Mintz reports the end of this tale:

Horatio was commissioned an ensign in Colonel Thomas Bligh’s Twentieth Regiment of Foot. This was to give him the entry rank from which he was then promoted to Bolton’s own regiment. On October 14, 1745, the clerk in the War Office wrote down, “Horatio Gates, Gentleman to be Lieutenant,” the fifteenth entry on the roster of Bolton’s officers. Astoundingly, the sixteenth name was “John Burgoyne”…
Thus, in his late teens Horatio Gates, son of a “common victualler” and a housekeeper, became an officer and a gentleman.

TOMORROW: Where did those whispers about Gates’s parentage begin?

2 comments:

Anonymous said...

I'm following up my earlier comment giving authoritative information about Horatio Gates's timeline: I'm looking at the digitalized image of the ledger page showing his christening, 30 April 1728 (same in O.S. and N.S.): "Horatio, s of Rt Gates." How old HG was when christened, is not clear from this record.

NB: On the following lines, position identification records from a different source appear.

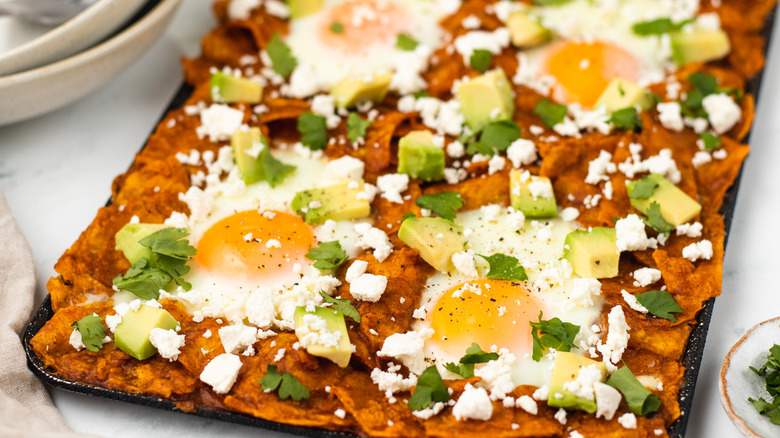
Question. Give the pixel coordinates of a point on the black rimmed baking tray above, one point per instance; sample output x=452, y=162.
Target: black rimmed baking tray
x=691, y=360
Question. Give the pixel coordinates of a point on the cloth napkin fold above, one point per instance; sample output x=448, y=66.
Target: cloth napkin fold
x=26, y=410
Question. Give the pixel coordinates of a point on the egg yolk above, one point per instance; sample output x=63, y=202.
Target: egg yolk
x=497, y=314
x=583, y=70
x=364, y=23
x=255, y=247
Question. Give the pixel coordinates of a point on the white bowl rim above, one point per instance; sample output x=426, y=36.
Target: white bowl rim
x=95, y=51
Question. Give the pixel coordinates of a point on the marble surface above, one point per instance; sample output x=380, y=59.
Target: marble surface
x=56, y=171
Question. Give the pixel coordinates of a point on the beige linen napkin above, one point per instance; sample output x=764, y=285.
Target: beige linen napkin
x=25, y=407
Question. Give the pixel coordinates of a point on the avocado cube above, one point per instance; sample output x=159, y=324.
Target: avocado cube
x=132, y=334
x=418, y=157
x=353, y=90
x=436, y=239
x=486, y=98
x=533, y=195
x=525, y=31
x=677, y=207
x=334, y=320
x=302, y=8
x=565, y=369
x=621, y=93
x=700, y=45
x=338, y=202
x=592, y=253
x=128, y=237
x=231, y=89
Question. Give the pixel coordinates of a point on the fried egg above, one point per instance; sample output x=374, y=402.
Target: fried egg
x=496, y=314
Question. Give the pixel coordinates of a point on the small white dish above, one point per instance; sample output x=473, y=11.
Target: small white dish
x=34, y=92
x=85, y=29
x=738, y=382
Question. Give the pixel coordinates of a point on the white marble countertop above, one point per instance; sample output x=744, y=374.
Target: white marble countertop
x=56, y=171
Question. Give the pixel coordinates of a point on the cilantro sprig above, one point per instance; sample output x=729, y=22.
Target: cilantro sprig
x=327, y=255
x=770, y=371
x=430, y=389
x=495, y=137
x=626, y=119
x=170, y=252
x=550, y=113
x=288, y=386
x=474, y=355
x=480, y=60
x=282, y=60
x=504, y=267
x=552, y=333
x=660, y=303
x=640, y=400
x=443, y=204
x=92, y=331
x=658, y=26
x=356, y=127
x=313, y=130
x=342, y=305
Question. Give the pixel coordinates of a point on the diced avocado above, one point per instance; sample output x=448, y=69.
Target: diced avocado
x=700, y=45
x=621, y=93
x=523, y=187
x=525, y=31
x=127, y=240
x=247, y=146
x=353, y=90
x=132, y=334
x=565, y=369
x=418, y=157
x=437, y=239
x=676, y=207
x=340, y=353
x=231, y=89
x=338, y=202
x=302, y=8
x=486, y=98
x=592, y=253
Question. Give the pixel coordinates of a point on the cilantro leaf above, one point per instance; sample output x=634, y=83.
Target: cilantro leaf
x=328, y=255
x=626, y=119
x=356, y=127
x=443, y=204
x=495, y=136
x=282, y=59
x=660, y=303
x=655, y=219
x=288, y=386
x=710, y=140
x=643, y=188
x=92, y=331
x=430, y=388
x=640, y=400
x=406, y=42
x=480, y=60
x=658, y=26
x=550, y=113
x=474, y=355
x=342, y=305
x=170, y=252
x=554, y=333
x=314, y=131
x=504, y=267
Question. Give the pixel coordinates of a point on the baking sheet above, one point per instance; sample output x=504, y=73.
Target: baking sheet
x=691, y=360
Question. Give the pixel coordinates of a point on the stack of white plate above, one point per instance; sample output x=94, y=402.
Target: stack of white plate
x=42, y=69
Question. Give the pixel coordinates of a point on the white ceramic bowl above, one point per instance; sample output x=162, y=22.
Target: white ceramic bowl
x=738, y=383
x=87, y=28
x=34, y=92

The Ancestry transcription provides location information: St Nicholas Parish, Deptford, Kent, Greenwich. However, in contrast to most other entries on the page, Rt Gates has no location or occupation information following his name as father. Other entries include a shorthand location identification, such as "Lower Street," and sometimes an occupation for the father. Example, from a few lines below HG: "John S of Jno Chant Waterman Lower Street"

The NORTH COUNTRY DIARIES is a great source, thanks for bringing it to light. Checking out the brief section on John Hubbock SR and JR, postmasters in Durham, I see first and foremost that the various Hubbock births, baptisms and burials mentioned there occurred in THE SAME PARISH where HG was christened, i.e. St Nicholas Parish, Deptford, etc.

The location also fits with information from Horatio (call-me-Horace) Walpole on the timeline and scenario for his being HG's godfather: Walpole was at Bexley in Kent for most of the early 1720s, and went to Eton in April of 1727, where his tutor was Henry Bland, of DURHAM.

As you say, there's no mention in NORTH COUNTRY DIARIES of Dorothy or Dorothea Hubbock, although I see in this work and elsewhere that DORITY was the most common variation.

This source states that John Hubbock JR was listed as a vintner in 1687 St Nicholas' Registers. The REEVE(s) clan also included a Thomas Reeve (Rive, Reave, etc.), vintner.

I would say that HG's mother was born in the mid-1680s, in this same vicinity of Greenwich. She married Thomas Reeve, shipwright, circa 1710. They had Peregrine Reeve(s), who was baptized 23 March 1712 OS/1713 NS, in St Alfege, Greenwich.

There are numerous GATES and REEVE(s) in Deptford, Kent: Jane, widow and pensioner buried 4 Jan 1713/14; Ursula, widow, pensioner, buried Jan 1715/16. Earlier in this location: Thomas Gates buried a wife and child in 1665, victims of the Plague.

Finally (for now), it seems that over the decades and centuries the original English connotations of "housekeeper," as in "housekeeper for the second Duke of Leeds," have been lost. The term has long been given an American inflection, "housekeeper," as in "servant."

Eileen Scully, Bennington College, VT

J. L. Bell said...

Thanks again for the new information. Since Horatio Gates’s christening was in April 1728, that means Horace Walpole was exaggerating a little bit when he said he was godfather "though I believe not then ten years old myself.” But only by a year or two.